A porta está escancarada e todos entraram
Pessoas perdidas golpearam os vidros
raivosos porque já não haviam os móveis
Somente eles e agora as paredes inertes
Os meninos entraram
Alguns correram após os cortes
Certos casais não se importaram com a poeira
E encheram os corpos de cacos ao se entrelaçarem pelo chão frio
Alguns cachorros farejaram certa nostalgia
Entraram grilos, sapos, aranhas tecendo o tempo
Telhas no chão
amedrontadas
Plantas daninhas por toda a parte
Plantas fortes por entre os cacos
Como voltar para casa depois de tantas invasões?
Entraram pelas portas
Pela janela
E por uma fenda na parede
Entraram e fumaram
Entraram e treparam
Entraram e brocharam
Entraram e cuspiram
Entraram e ficaram
os sentimentos descascados nas paredes
Se talvez eu entrar
Como conseguirei dormir com os raios do sol penetrando pela
noite?
Como conseguirei dormir sem passar as chaves nas portas
inexistentes?
Se voltar para esta casa as raízes daquelas plantas daninhas
irão me cobrir enquanto durmo
E de manhã quando quiser sair para comprar pão ou pensar nos
erros
Tropeçarei entre os cacos
E não saberei sair
Dentre tantas portas escancaradas ficarei lá dentro sem
saber escolher
E quando um bêbado entrar
Não me distinguirá entre os escombros
Mas estarei ali sentindo
A ruína da casa
E meu pensamento será poeira
E talvez me arrependerei de ter entrado novamente...

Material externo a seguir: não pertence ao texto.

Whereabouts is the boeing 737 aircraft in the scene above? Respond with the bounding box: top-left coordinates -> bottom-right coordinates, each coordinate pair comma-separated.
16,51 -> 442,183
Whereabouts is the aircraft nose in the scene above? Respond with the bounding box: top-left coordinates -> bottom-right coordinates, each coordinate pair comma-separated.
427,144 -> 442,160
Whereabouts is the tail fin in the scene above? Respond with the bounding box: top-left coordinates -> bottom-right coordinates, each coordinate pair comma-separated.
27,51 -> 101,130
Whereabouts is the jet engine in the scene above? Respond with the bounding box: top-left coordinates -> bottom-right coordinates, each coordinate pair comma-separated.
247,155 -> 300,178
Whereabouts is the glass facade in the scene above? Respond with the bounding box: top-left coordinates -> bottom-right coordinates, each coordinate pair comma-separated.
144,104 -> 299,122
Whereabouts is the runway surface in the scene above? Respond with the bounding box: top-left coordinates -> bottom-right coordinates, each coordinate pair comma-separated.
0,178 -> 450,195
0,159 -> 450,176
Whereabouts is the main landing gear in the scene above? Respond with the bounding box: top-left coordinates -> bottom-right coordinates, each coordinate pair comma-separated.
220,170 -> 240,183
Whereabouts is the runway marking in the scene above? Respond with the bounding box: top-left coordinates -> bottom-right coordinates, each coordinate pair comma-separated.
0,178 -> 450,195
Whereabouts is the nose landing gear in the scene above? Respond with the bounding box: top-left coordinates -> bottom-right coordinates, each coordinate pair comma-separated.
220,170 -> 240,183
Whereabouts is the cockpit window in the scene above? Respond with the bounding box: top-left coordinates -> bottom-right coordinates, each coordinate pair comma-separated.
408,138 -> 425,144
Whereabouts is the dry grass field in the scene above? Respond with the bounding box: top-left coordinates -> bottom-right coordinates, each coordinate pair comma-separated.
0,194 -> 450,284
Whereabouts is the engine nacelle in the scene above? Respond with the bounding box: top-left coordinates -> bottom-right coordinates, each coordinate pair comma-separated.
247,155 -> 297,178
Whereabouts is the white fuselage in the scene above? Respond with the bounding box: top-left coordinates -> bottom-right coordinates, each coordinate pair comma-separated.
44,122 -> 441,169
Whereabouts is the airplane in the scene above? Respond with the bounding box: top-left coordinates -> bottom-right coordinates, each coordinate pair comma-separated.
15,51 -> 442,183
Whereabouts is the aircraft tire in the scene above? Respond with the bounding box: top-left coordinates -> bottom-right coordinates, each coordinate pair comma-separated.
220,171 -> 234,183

Como voltar para casa quando sei que ela já não serve?
Como voltar se não há armários para guardar todos os meus
desejos?
Como voltar quando a chuva molha os ossos
E não há gatos no telhado
Somente reflexos de gritos na minha mente?
Como voltar para esta casa quando o tempo destrói a alma e a
transfigura em uma ideia de abrigo?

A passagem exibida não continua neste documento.